Despite Drills, War Over the Taiwan Strait Remains a Tail Risk

Genevieve Signoret & Delia Paredes

(Hay una versión en español de este artículo aquí.)

“War will not break out over the Taiwan Strait”, we wrote in our last edition of Quarterly Outlook in our list of assumptions underlying all three of our global macro scenarios—the exercise by which we assume away forecast tail risks[1]. Yet, on May 22, purportedly as punishment for the inaugural speech given just days earlier by recently elected Taiwanese President Lai Ching-te, China launched drills simulating a full-scale attack on Taiwan, drills some observers saw as an escalation[2] from previous ones.

In the aftermath of these drills, do we still see a war breaking out over the Taiwan Strait as highly unlikely and thus classify it as a tail risk?

Yes, for four reasons:

  1. It was planned. Analysts cited by BBC note that the simulation could not have been spontaneous; it had to have been planned far in advance.
  2. It was expected. The New York Times reports that “Taiwanese officials and military experts had been expecting China to make a show of military force after Mr.

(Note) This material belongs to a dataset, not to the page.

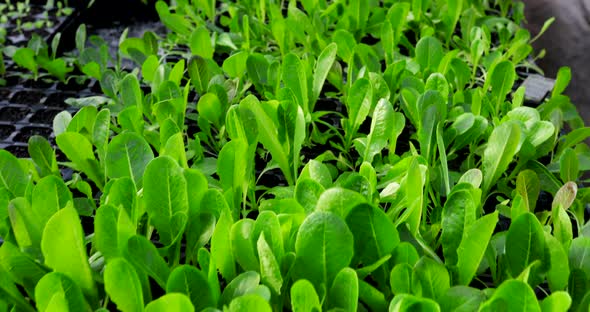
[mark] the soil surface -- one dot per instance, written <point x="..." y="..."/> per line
<point x="566" y="43"/>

Lai’s inauguration.”
  3. Lai represents continuity. Ryan Hass of Brookings writes that

Lai has pledged continuity of policy on cross-Strait relations with Taiwan’s outgoing president, Tsai Ing-wen. Tsai is widely credited internationally for charting a principled, steady, pragmatic course on cross-Strait relations. Indeed, these attributes were definitional to Tsai’s success in attracting greater global support for maintaining cross-Strait peace and stability.

Lai has kept nearly all of Tsai’s closest advisors on in his administration.

  1. Lai is well incentivized. Lai will want to be reelected. Having won the presidency by a mere plurality, he’s rather weak. And 94% of Taiwanese voters prefer extending the status quo over right away pursuing independence from China (or reunification with China, for that matter).

We will continue to closely watch the Taiwan Strait for our clients. But for now at least, we still classify the risk of war there as a tail risk.


[1] A tail risk, recall, is one we see as highly unlikely but as fatal to our entire forecast apparatus were it to materialize—it would throw us into a whole new world.

[2] China on this occasion mentioned as targets islands off the coast of Taiwan, something it refrained from doing in its previous large-scale drill, in August 2022. Moreover, rather than simulate a mere blockade as it did in 2022, this time China simulated a full-scale attack. Finally, China launched its drills this time with no forewarning—again in contrast to 2022.